ECLI:NL:HR:2021:25
public
2021-01-08T11:05:35
2021-01-06
Raad voor de Rechtspraak
Hoge Raad
2021-01-08
20/02431
Herziening
Artikel 80a RO-zaken
NL
Bestuursrecht; Belastingrecht
Rechtspraak.nl
http://deeplink.rechtspraak.nl/uitspraak?id=ECLI:NL:HR:2021:25
public
2021-01-06T10:45:20
2021-01-08
Raad voor de Rechtspraak
ECLI:NL:HR:2021:25 Hoge Raad , 08-01-2021 / 20/02431

HR verklaart het verzoek tot herziening n-o met toepassing van artikel 80a RO.

HOGE RAAD DER NEDERLANDEN

BELASTINGKAMER

Nummer 20/02431

Datum 8 januari 2021

ARREST

in de zaak van

[X] te [Z] (hierna: belanghebbende)

tegen

de RAAD VAN BESTUUR VAN DE SOCIALE VERZEKERINGSBANK

op het verzoek tot herziening van het arrest van de Hoge Raad der Nederlanden van 29 mei 2020, nr. 20/00230, ECLI:NL:HR:2020:930, betreffende een besluit van de Sociale verzekeringsbank ingevolge de Algemene Ouderdomswet.

1Beoordeling van de ontvankelijkheid van het verzoek tot herziening

De Hoge Raad heeft het verzoek tot herziening beoordeeld.
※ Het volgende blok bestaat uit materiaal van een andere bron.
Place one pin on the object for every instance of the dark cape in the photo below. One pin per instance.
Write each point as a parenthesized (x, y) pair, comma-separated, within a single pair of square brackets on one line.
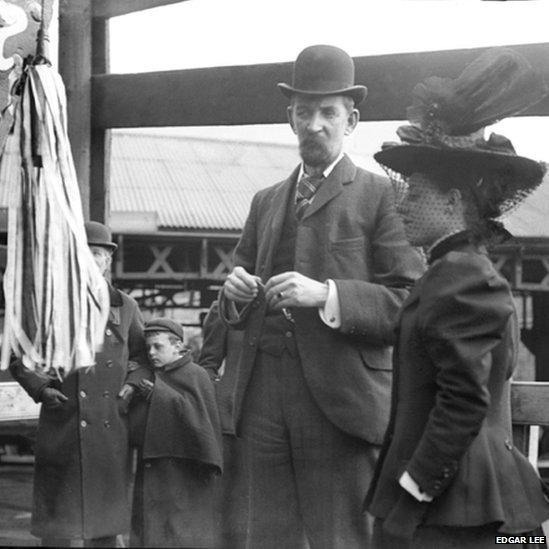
[(178, 461)]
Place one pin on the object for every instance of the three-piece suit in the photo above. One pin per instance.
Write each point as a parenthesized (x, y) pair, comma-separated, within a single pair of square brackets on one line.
[(312, 402)]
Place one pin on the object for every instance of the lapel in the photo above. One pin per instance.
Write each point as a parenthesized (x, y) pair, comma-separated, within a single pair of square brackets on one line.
[(343, 174), (414, 294), (277, 214)]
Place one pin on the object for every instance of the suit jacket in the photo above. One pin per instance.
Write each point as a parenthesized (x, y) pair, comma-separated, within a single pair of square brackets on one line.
[(450, 424), (351, 234), (82, 451), (219, 357)]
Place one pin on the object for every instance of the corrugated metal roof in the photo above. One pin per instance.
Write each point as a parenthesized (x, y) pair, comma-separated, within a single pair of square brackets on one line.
[(192, 183)]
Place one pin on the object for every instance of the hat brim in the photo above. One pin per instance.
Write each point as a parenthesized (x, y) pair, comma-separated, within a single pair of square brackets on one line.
[(111, 247), (358, 93), (409, 159)]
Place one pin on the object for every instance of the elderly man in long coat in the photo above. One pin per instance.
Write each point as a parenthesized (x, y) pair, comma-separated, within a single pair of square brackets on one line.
[(82, 468), (322, 268)]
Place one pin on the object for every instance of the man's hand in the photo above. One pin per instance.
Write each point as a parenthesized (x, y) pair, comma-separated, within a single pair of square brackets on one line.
[(52, 398), (241, 286), (127, 392), (293, 289), (146, 387)]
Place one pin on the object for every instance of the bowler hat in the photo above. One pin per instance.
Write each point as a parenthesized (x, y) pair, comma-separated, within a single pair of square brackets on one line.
[(324, 70), (448, 118), (164, 325), (99, 235)]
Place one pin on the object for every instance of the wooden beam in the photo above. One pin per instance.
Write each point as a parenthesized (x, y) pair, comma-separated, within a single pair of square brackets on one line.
[(113, 8), (100, 151), (75, 54), (248, 94)]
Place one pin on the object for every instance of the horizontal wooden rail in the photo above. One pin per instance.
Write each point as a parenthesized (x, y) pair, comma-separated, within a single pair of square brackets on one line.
[(104, 9), (247, 94)]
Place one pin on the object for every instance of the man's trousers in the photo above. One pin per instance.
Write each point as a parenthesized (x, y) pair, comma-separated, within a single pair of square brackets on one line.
[(308, 479)]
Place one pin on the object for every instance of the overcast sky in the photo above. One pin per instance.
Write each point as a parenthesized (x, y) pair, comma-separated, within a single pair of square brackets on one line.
[(201, 33)]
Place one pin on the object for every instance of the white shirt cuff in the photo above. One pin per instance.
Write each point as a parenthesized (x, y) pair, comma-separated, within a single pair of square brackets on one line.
[(330, 314), (411, 486)]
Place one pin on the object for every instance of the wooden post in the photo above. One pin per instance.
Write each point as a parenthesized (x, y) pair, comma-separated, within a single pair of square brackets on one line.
[(75, 47), (100, 153)]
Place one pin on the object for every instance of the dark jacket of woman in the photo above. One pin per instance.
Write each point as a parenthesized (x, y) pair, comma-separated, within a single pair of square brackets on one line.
[(82, 458), (450, 425)]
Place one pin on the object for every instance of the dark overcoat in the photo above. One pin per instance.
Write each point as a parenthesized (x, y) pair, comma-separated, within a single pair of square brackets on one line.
[(351, 234), (181, 453), (82, 458), (450, 425)]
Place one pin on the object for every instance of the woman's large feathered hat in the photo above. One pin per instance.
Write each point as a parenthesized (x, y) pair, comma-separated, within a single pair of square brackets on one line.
[(448, 117)]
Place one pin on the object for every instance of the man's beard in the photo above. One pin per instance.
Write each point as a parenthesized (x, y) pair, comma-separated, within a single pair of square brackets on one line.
[(314, 153)]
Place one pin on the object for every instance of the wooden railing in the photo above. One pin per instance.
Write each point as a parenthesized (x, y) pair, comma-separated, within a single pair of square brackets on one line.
[(530, 411)]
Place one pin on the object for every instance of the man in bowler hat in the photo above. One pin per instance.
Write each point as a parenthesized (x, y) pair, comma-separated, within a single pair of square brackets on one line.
[(82, 456), (322, 268)]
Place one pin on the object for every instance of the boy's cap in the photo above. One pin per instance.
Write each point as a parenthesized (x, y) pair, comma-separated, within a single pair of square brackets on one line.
[(164, 325)]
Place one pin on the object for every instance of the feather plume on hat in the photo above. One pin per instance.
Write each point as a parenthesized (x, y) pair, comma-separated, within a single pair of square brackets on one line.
[(447, 123), (497, 84)]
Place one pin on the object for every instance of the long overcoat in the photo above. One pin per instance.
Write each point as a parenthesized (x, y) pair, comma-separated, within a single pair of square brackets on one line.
[(450, 425), (82, 458), (181, 452), (352, 234)]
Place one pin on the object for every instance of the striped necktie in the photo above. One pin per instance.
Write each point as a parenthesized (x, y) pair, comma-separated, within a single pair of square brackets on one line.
[(306, 189)]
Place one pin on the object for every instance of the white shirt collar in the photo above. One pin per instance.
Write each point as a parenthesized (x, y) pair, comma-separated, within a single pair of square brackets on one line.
[(442, 238), (326, 172)]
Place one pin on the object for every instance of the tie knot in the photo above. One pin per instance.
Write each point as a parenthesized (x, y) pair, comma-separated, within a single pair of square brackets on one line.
[(306, 189)]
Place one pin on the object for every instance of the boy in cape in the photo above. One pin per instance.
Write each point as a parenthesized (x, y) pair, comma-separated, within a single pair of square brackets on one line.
[(175, 426)]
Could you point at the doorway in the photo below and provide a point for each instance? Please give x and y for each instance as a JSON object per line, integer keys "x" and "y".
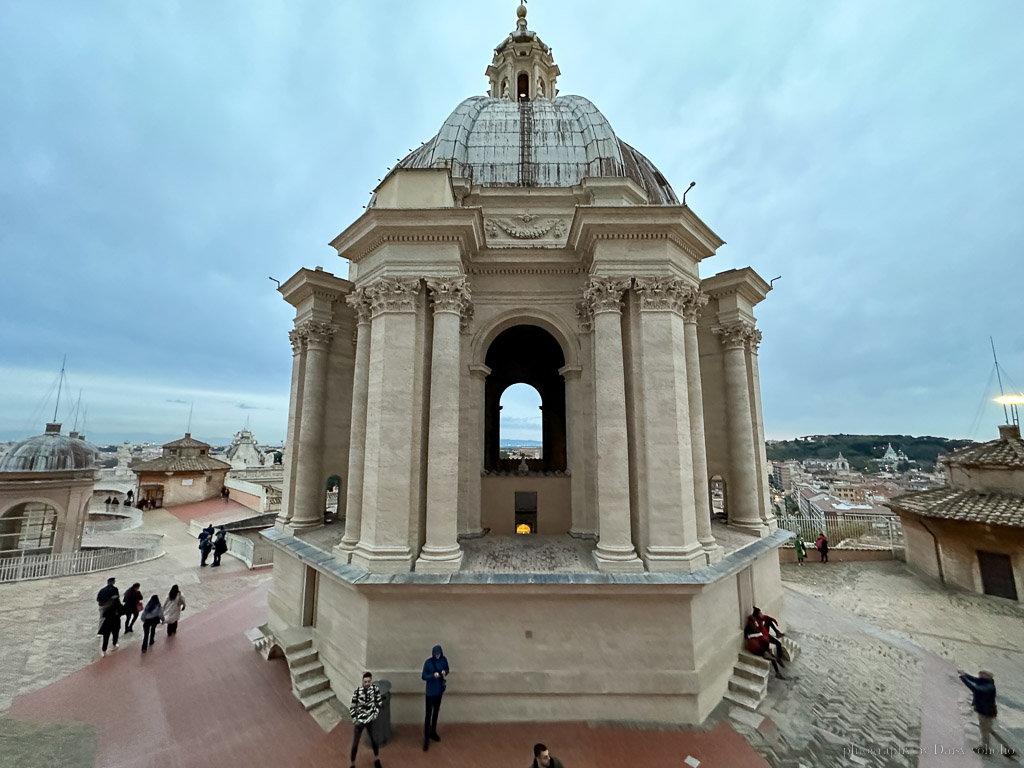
{"x": 997, "y": 574}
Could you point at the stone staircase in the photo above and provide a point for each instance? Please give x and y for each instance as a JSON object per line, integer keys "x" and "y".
{"x": 749, "y": 684}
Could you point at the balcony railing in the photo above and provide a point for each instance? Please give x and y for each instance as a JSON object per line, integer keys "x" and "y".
{"x": 24, "y": 567}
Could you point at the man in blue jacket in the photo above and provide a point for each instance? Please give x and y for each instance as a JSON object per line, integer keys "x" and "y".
{"x": 983, "y": 688}
{"x": 435, "y": 672}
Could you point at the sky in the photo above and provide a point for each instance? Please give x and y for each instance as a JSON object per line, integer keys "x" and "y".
{"x": 161, "y": 161}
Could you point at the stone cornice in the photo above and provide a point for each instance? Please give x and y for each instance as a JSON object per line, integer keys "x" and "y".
{"x": 745, "y": 283}
{"x": 738, "y": 335}
{"x": 313, "y": 284}
{"x": 380, "y": 226}
{"x": 677, "y": 224}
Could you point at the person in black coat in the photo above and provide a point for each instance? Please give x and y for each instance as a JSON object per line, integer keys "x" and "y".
{"x": 110, "y": 623}
{"x": 983, "y": 700}
{"x": 219, "y": 545}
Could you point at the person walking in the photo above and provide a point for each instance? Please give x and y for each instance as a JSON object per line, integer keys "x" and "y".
{"x": 435, "y": 672}
{"x": 104, "y": 594}
{"x": 205, "y": 545}
{"x": 544, "y": 759}
{"x": 152, "y": 615}
{"x": 132, "y": 604}
{"x": 110, "y": 623}
{"x": 173, "y": 606}
{"x": 983, "y": 700}
{"x": 219, "y": 545}
{"x": 822, "y": 547}
{"x": 366, "y": 707}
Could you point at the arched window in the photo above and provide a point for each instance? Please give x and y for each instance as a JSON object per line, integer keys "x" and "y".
{"x": 520, "y": 431}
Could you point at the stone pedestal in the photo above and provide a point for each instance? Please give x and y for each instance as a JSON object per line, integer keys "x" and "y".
{"x": 614, "y": 546}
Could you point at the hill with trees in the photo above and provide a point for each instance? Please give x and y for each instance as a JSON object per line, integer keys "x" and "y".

De procureur-generaal bij de Hoge Raad heeft de gelegenheid gekregen een advies uit te brengen.

De Hoge Raad is tot het oordeel gekomen dat het verzoek tot herziening duidelijk niet kan slagen. Hij zal daarom gebruikmaken van de mogelijkheid om het verzoek zonder verdere motivering niet-ontvankelijk te verklaren (zie artikel 80a van de Wet op de rechterlijke organisatie).

2Proceskosten

De Hoge Raad ziet geen aanleiding voor een veroordeling in de proceskosten.

3Beslissing

De Hoge Raad verklaart het verzoek tot herziening niet‑ontvankelijk.

Dit arrest is gewezen door de vice-president M.E. van Hilten als voorzitter, en de raadsheren P.M.F. van Loon en J.A.R. van Eijsden, in tegenwoordigheid van de waarnemend griffier E. Cichowski, en in het openbaar uitgesproken op 8 januari 2021.